We headed to the airport, I had a flight to Chicago, Illinois. I was selected to be a participant in the National Hispanic Institute Great Debate. At first, I didn’t see it as anything phenomenal, I just thought of it as a simple summer trip. Due to living in Texas my whole life, I was familiar with few noteworthy experiences which resulted in me not knowing much outside of my home state. When my school counselors contacted my mom about this opportunity she immediately started to prepare without even giving me a chance to decide. I wasn’t excited for this trip like most people would be, I really had no expectations for it. My goal after high school was to stay in town to be near family. As I went through security, overwhelming anxiety began to set in and I realized that this trip could change my life.
My first steps onto the Midway International Airport floor felt like walking on another planet. The atmosphere had a strange aura about it. Everything felt completely unnatural, which only intensified the more I explored the foreign land. By the time I arrived at the college dorm, my home for the next eight days, I was already astonished at the sheer number of differences between my home city of San Antonio and this unfamiliar territory.
I walked up the stairs to find my room door already opened, I peeked inside and realized that I had a roommate. For the first time in my life, I would have to share a room with a completely random stranger. I was already behind setting up my bed and laying my clothes out for the next day as my roommate’s bed was already made. In my sloppily made bed I set off to sleep. “I’m going to shower first,” I heard my roommate say, waking me up in the process. I hadn't set my alarm and I realized breakfast was already being served in the main cafeteria. I immediately rushed to get dressed and get to breakfast. I was so used to my parents coddling me that I was flopping like a fish. The feeling of being independent and having to be self-sufficient as a person was something so bizarre to me, yet it felt so exhilarating. In another state, hundreds of miles away, I felt a sense of enthusiasm.
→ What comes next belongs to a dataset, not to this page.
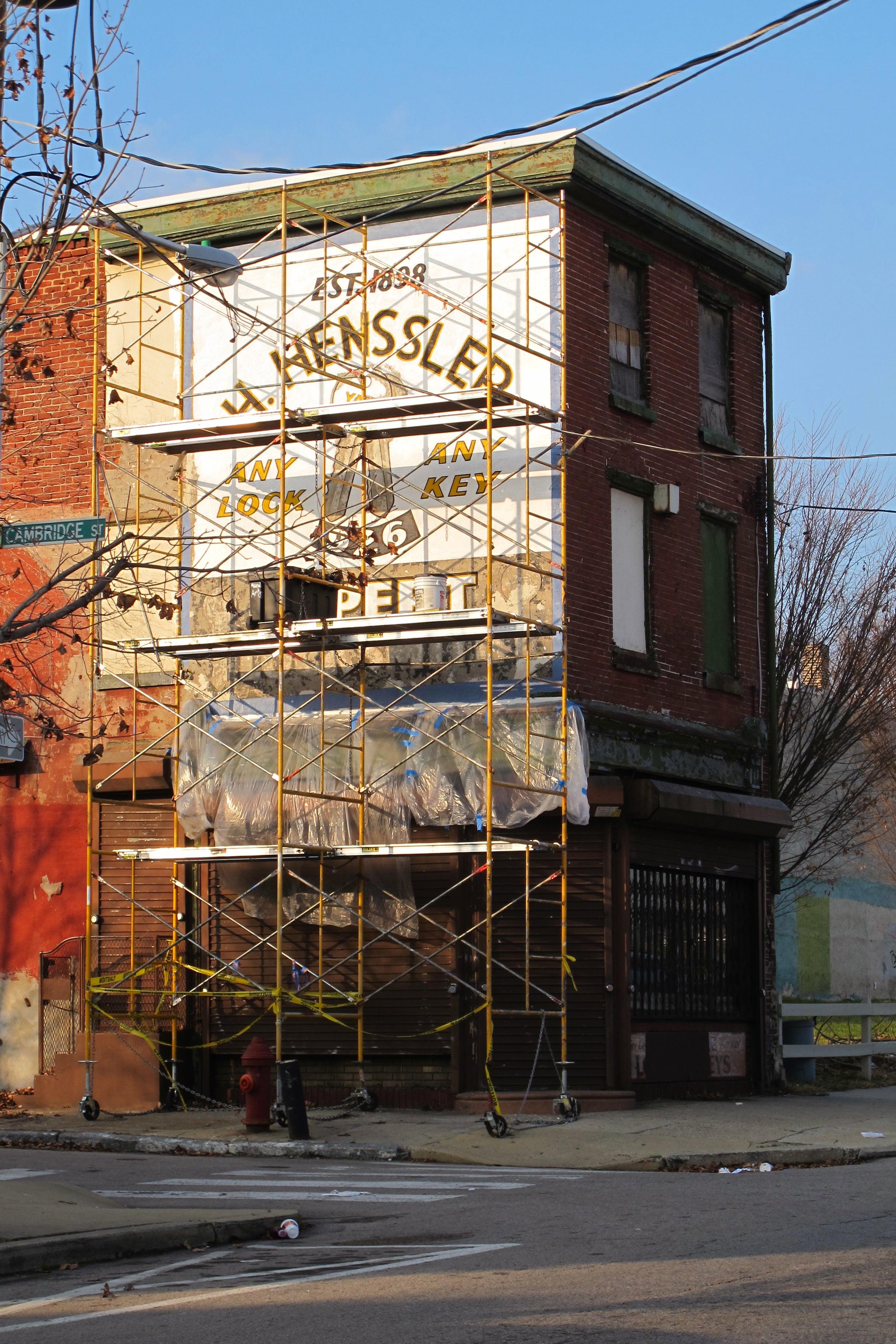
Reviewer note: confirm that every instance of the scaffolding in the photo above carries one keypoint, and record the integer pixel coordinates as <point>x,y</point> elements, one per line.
<point>319,753</point>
The experiences of living like a college student, the meeting of a plethora of new and diverse people, and the ability to be independent were all events that I enjoyed. This opportunity changed my small view of the world. I was experiencing life outside of my city. I was so ready to live a plain and straightforward life, but this experience fully expanded my views. That week was when I found my “point” and for the first time, becoming independent became my passion.